Ree met her gaze without flinching. “I’ll keep that in mind.” She got to her feet and brushed the remaining sand off her legs. The boy’s tunic she wore came midway up her thigh and gave little protection from the direct sun. The last time she remembered, she’d had armor and weapons. “Where is my gear?” she asked. “My sword.”
Still scowling, Anuata motioned to a breadfruit tree about thirty feet away. “There. The cuirass must be kept damp. The air and sun will deteriorate it. It isn’t metal, at least not any metal you’re familiar with. It’s an older material, a gift from the star people.”
Star people?
Ree studied the Lemorian woman closely.
Is she joking?
What Anuata was saying seemed impossible to believe, but Ree had never seen any metal like the sword blade or armor, light but incredibly strong. How could she tell what was truth and what was fantasy? And how could she rationalize someone or something like Anuata? “You don’t like me very much, do you?” Ree said as she moved into the shade of a spreading palm tree.
“I don’t trust you.”
“No more than I trust you.”
“Good.” Anuata grinned. “It’s a place to start. Trust must be earned.” She turned away, then paused and glanced back. “Alex said that I was to stay with you until you were yourself. He said that I must give you food and drink.” She indicated a net bag on the sand. “There are crabs and a fish. I have obeyed my prince’s orders. Now I go to see what the little man has done to my horses.”

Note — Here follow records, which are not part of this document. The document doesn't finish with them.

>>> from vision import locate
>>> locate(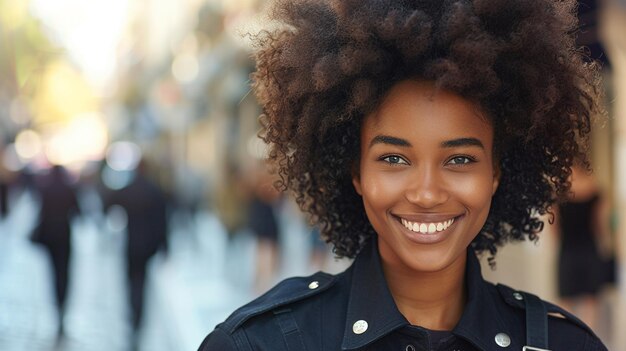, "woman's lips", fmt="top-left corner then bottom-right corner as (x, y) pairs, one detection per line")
(394, 215), (463, 244)
(400, 218), (454, 234)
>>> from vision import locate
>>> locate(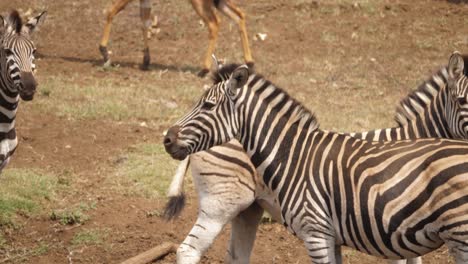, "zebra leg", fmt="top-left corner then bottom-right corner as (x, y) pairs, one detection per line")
(177, 210), (230, 264)
(191, 0), (219, 77)
(304, 236), (342, 264)
(225, 203), (263, 264)
(140, 0), (152, 70)
(387, 257), (422, 264)
(217, 0), (254, 67)
(99, 0), (132, 64)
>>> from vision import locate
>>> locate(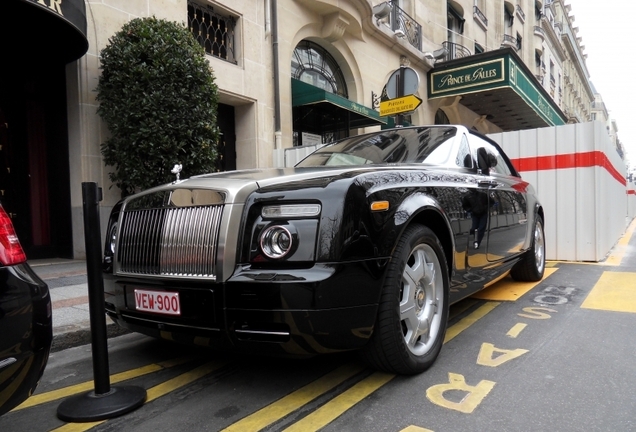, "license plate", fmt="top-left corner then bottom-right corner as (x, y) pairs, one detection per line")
(135, 289), (181, 315)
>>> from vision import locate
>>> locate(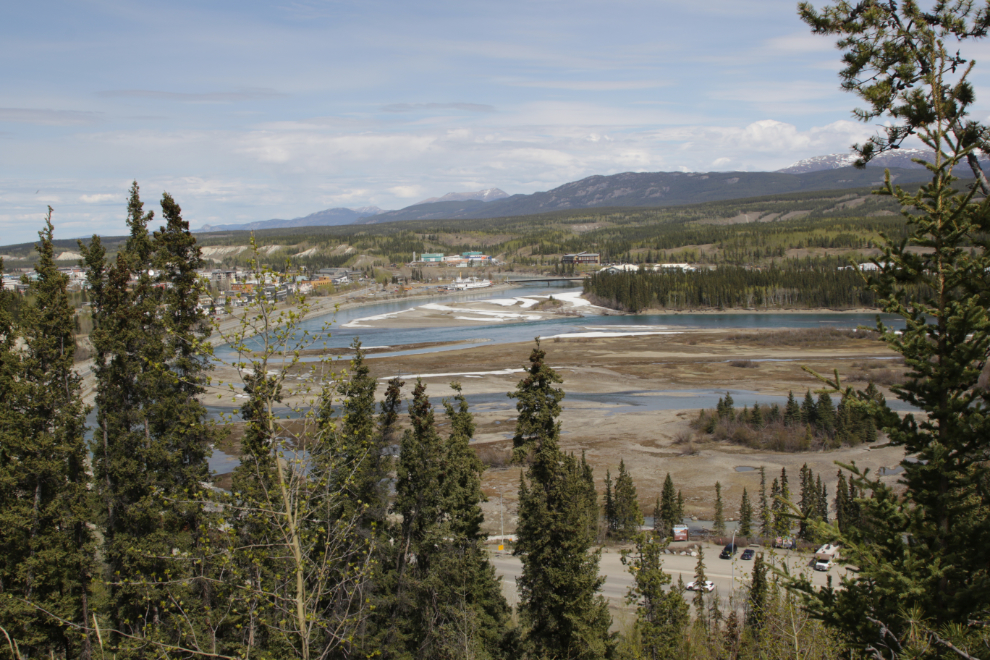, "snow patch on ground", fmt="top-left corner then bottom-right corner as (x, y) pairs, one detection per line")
(542, 332), (684, 339)
(340, 309), (413, 328)
(378, 369), (526, 381)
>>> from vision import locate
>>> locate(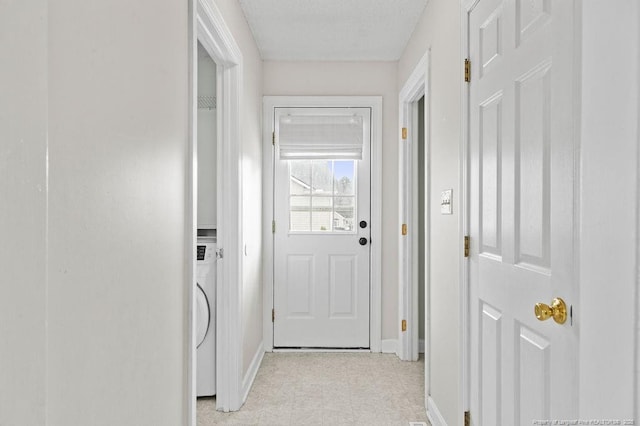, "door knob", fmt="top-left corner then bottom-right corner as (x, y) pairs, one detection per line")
(533, 297), (567, 324)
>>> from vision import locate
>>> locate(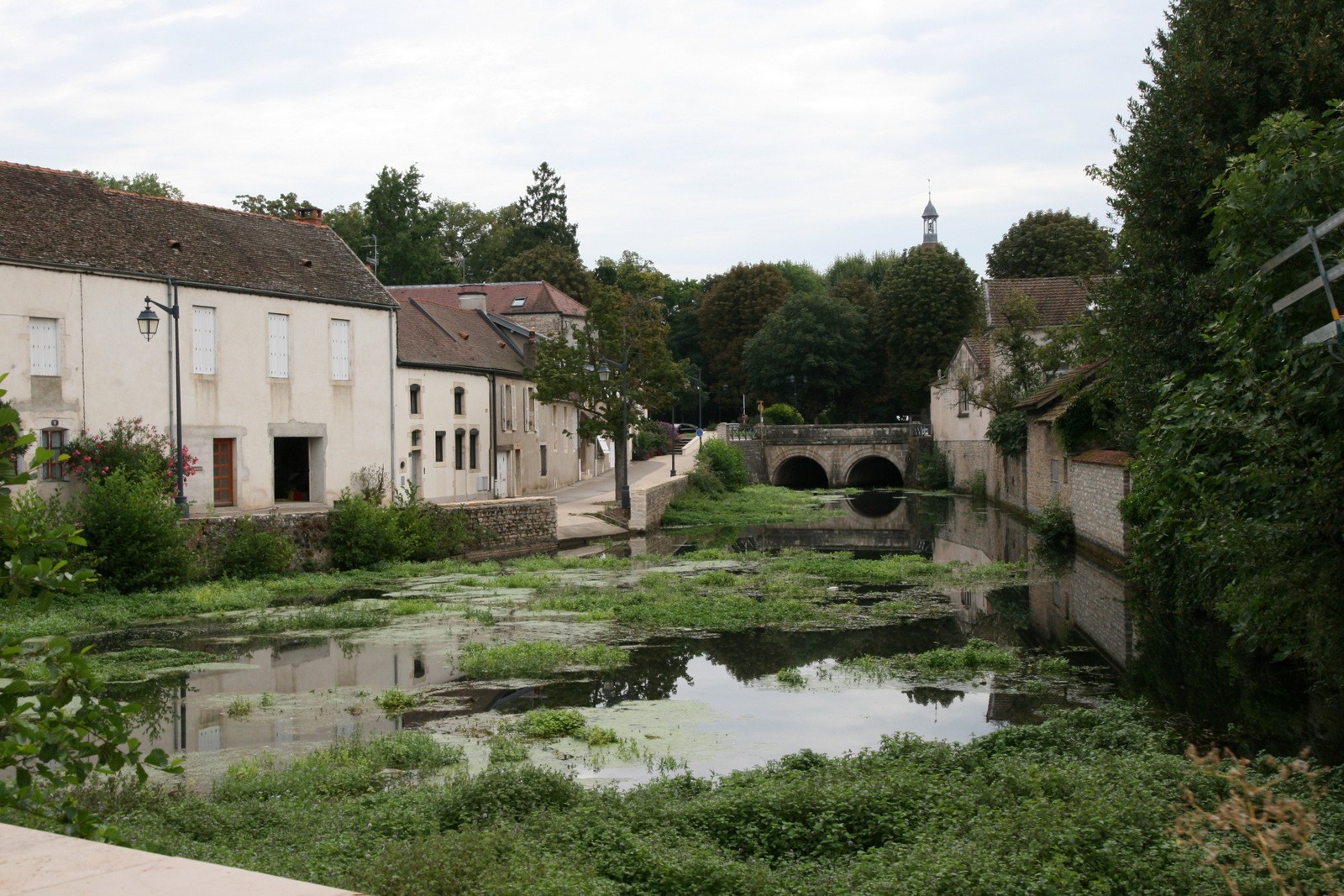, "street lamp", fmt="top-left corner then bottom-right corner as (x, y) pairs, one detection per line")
(136, 295), (191, 516)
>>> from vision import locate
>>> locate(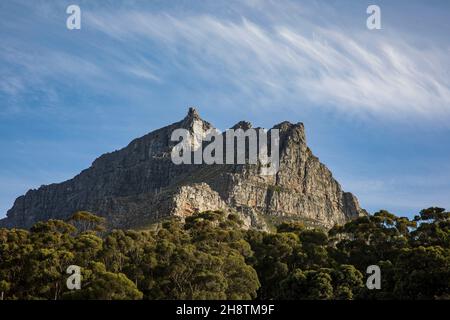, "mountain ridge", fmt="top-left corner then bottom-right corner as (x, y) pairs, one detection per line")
(0, 108), (366, 228)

“Do you know when Alex will come back?”
The big woman shrugged. “Today or tomorrow, or when it pleases him.”
“He told me that he intended to hunt down the Russian and kill him. The longer we remain here, the farther Varenkov will be away.”
“It’s not your affair, is it? If it were not for you, the Russian might already be dead.”

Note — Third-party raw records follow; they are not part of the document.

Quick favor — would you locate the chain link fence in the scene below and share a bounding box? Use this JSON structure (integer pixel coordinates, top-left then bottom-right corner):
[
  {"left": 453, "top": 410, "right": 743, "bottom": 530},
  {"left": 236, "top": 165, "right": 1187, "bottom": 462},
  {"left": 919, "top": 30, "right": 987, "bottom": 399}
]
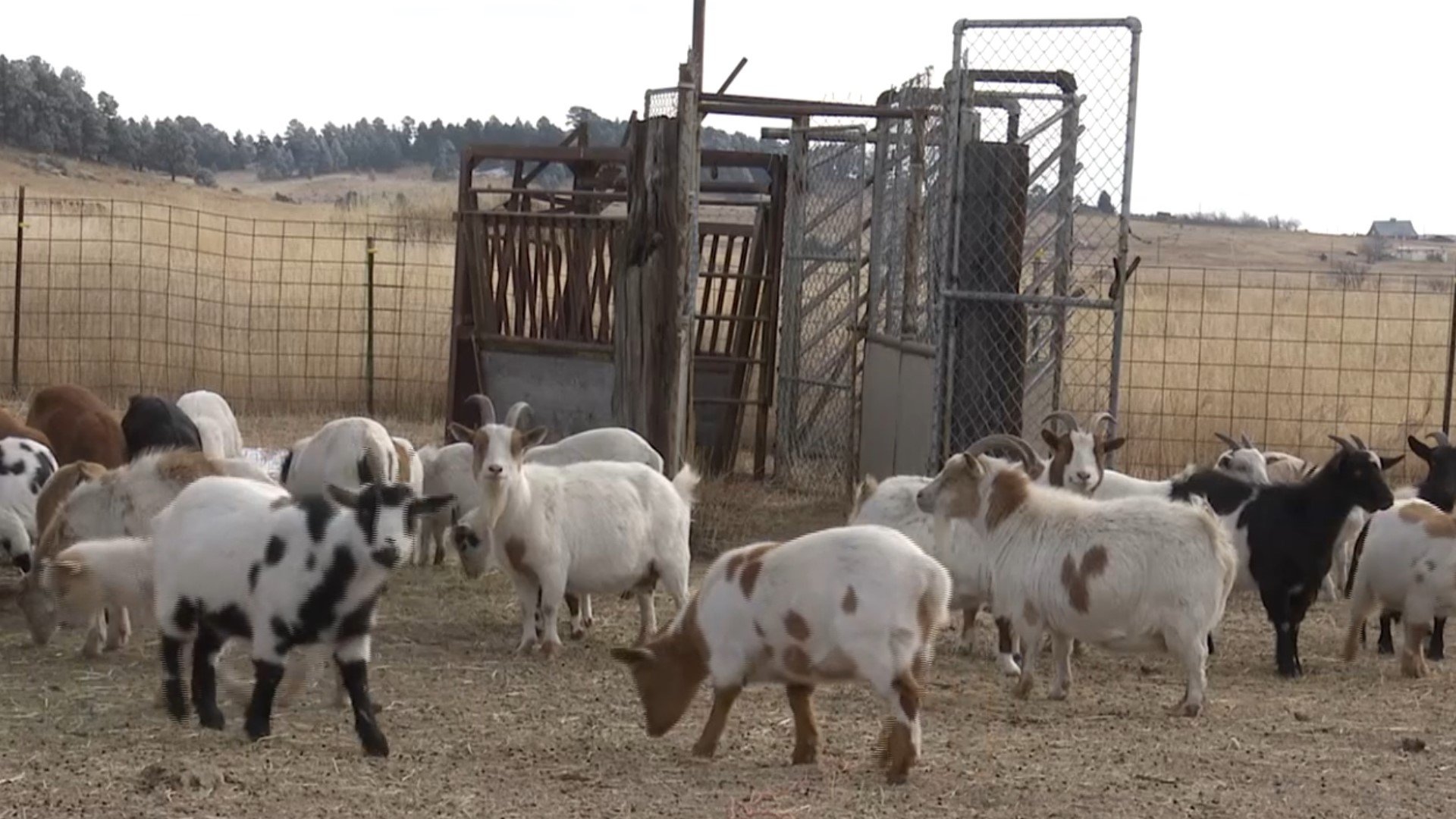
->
[{"left": 929, "top": 20, "right": 1140, "bottom": 471}]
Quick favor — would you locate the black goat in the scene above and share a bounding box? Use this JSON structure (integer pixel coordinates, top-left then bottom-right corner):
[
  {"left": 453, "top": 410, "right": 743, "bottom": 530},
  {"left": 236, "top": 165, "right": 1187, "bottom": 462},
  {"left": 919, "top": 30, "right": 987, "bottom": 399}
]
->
[
  {"left": 121, "top": 395, "right": 202, "bottom": 460},
  {"left": 1345, "top": 433, "right": 1456, "bottom": 661},
  {"left": 1171, "top": 436, "right": 1405, "bottom": 678}
]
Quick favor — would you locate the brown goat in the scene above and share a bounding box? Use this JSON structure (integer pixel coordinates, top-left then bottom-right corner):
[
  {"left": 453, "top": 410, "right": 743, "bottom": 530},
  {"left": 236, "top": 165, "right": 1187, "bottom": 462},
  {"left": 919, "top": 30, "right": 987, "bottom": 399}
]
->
[
  {"left": 25, "top": 383, "right": 127, "bottom": 469},
  {"left": 0, "top": 406, "right": 51, "bottom": 447}
]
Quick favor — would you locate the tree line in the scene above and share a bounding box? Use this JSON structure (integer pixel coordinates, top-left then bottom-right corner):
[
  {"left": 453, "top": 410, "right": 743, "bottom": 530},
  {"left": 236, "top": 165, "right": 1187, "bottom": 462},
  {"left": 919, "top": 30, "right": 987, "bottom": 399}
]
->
[{"left": 0, "top": 54, "right": 776, "bottom": 185}]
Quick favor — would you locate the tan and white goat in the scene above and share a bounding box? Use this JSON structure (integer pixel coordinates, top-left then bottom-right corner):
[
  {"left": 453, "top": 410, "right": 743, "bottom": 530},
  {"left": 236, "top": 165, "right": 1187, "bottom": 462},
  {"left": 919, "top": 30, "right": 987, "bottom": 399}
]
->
[
  {"left": 611, "top": 526, "right": 951, "bottom": 783},
  {"left": 918, "top": 449, "right": 1238, "bottom": 716}
]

“How am I supposed to cook the crabs?”
Anuata smiled. “My prince said nothing about cooking.” She stooped and snatched up one of the scurrying black crabs, raised it to her mouth and bit down on it. “In the field, we don’t bother,” she explained as she chewed a mouthful of shell and still wiggling crab. “We eat them like this.”
“In that case, don’t let me keep you from your meal,” Ree said, forcing an equally false smile. “There are plenty more where that came from.” Not giving the warrior-woman time to think of a comeback, she walked off toward the sound of the breakers. She intended to explore the island. If Anuata had lied, if there were people here, she would find a way off.